S/23 machine update card

[Guy Sotomayor Jr]

> On Aug 19, 2019, at 9:35 AM, Dennis Boone <drb at msu.edu> wrote:
> 
>> The uCode in the S/23 is 8085 assembly code that is contained within
>> the ROMs.  The ROMs have the ability to be patched and the card
>> you’re referencing is used to hold those updates.  So without that
>> card you’re not able to apply any ROM updates (which are loaded each
>> boot).
> 
> Ah, ok, that makes sense.  It's only 16k of RAM.
> 
>> It’s been long enough that I don’t recall what (if any) updates there
>> are and when (and from what) they’re loaded.
> 
> When the machine powers up, it pre-enters a command (PROC START?  PROC
> INIT?  Brane faid.) which could presumably load firmware from diskette.
> There aren't a lot of other options.  They could be loaded from fixed
> disk if you had one, but they'd have to get there somehow.

Yea, that’s part of setting up the fixed disk.  I was working on other projects
(mainly the PC) at that point.

> 
>> The system architecture allows for *much* more than the 64KB normally
>> accessible by the 8085 CPU.  The memory is bank switched.  There is a
>> fixed ROM and fix RAM portion of the address space and a bank
>> switched ROM and RAM portion of the address space.  16KB of fixed
>> (for ROM/RAM) sticks in my head for some reason.  I don’t recall the
>> granularity of the bank switched areas.
> 
> Right, the memory map for all of that is in the service manuals.  The
> pageable sections each have 16 possible pages, and footnotes indicate
> that two ROM and one RAM (think I have that right way round) pages are
> not used.  A total of 32k of address space for each of ROM and RAM, so
> it would make sense that the pages are 16k, and that the fixed portions
> are 16k also.
> 
> What's not there is how the RAM on the card is paged in.  The base RAM
> card and the feature RAM card are mentioned, but I don't believe the
> details of their mapping is described.

I never actually used a version with actual ROMs (except for the one I have
sitting here in my shop).  All development was done with special RAM cards
in place of the ROM.  Made development *much* easier.
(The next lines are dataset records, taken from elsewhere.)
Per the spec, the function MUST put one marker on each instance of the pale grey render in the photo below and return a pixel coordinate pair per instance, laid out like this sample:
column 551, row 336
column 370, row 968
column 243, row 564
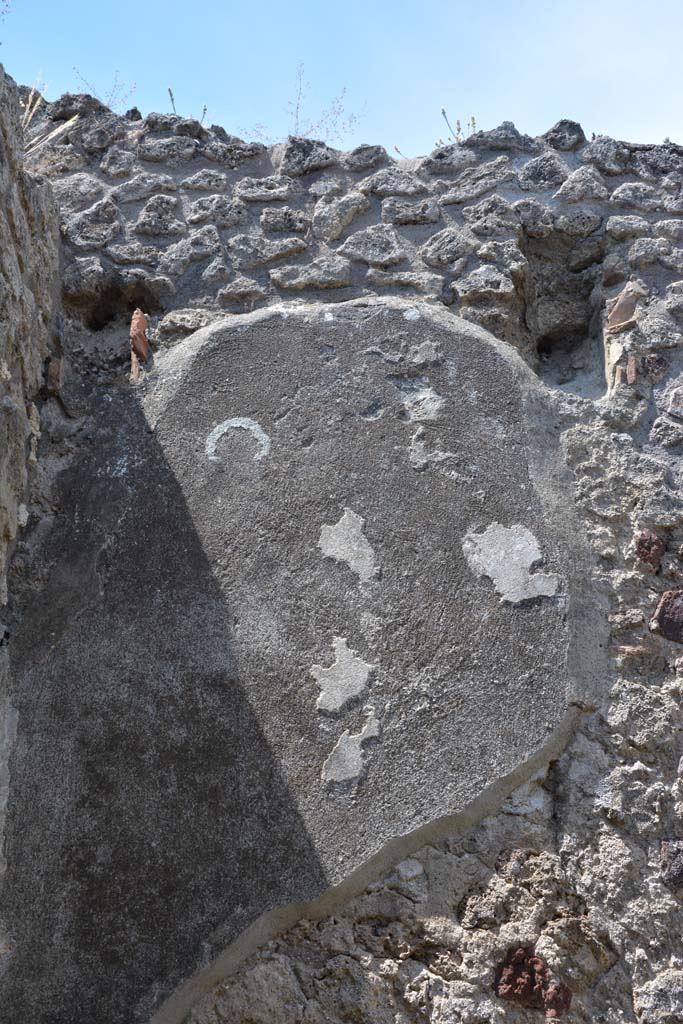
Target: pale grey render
column 423, row 344
column 507, row 555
However, development was not without its pain.  When I started, a full build
of the base software (e.g. full ROM image) took a week (yep, 7 days).  So
we would carry around “patches”.  Both “blessed” patches and our own
individual test patches.

Getting those into the “official” build cleanly usually resulted in 2 or 3 attempts
because how you needed to develop a patch was different than actually
putting in the change in built source.  So when a new build came out, tests
would be run and additional patches applied.  It was a real pain.

We were jumping up and down for joy when the build was moved to the
mainframe and we would get builds back in ~24 hours!

> 
>> The patching was accomplished by having each major or critical
>> function in the ROM be dispatched through a call table (that is
>> placed in RAM at boot and can be “patched” to point to a different
>> function).  It was *more* than just the ROM address as it also
>> contained the bank # of the ROM as well since (with few exceptions)
>> all calls were “long calls”.
> 
> Thanks for the enlightenment!  Were you involved in the development of
> these machines?

Yes, it was my first job out of college.  I wrote about 20% of the ROM code:
floating point code…which because it was a “business” machine was all done in BCD
formatting code (anything that is done via print and print using).  I don’t recall if I did anything on the “input” side.
unwinding expressions when you do a “list”.  The source is always thrown away and just the bytecode is retained so the source needs to be “recreated”.
a bunch of other stuff that I can’t recall now.

> 
> Presumably there's an I/O to be done to the mapping hardware as part of
> a "long call”?

That is correct.

TTFN - Guy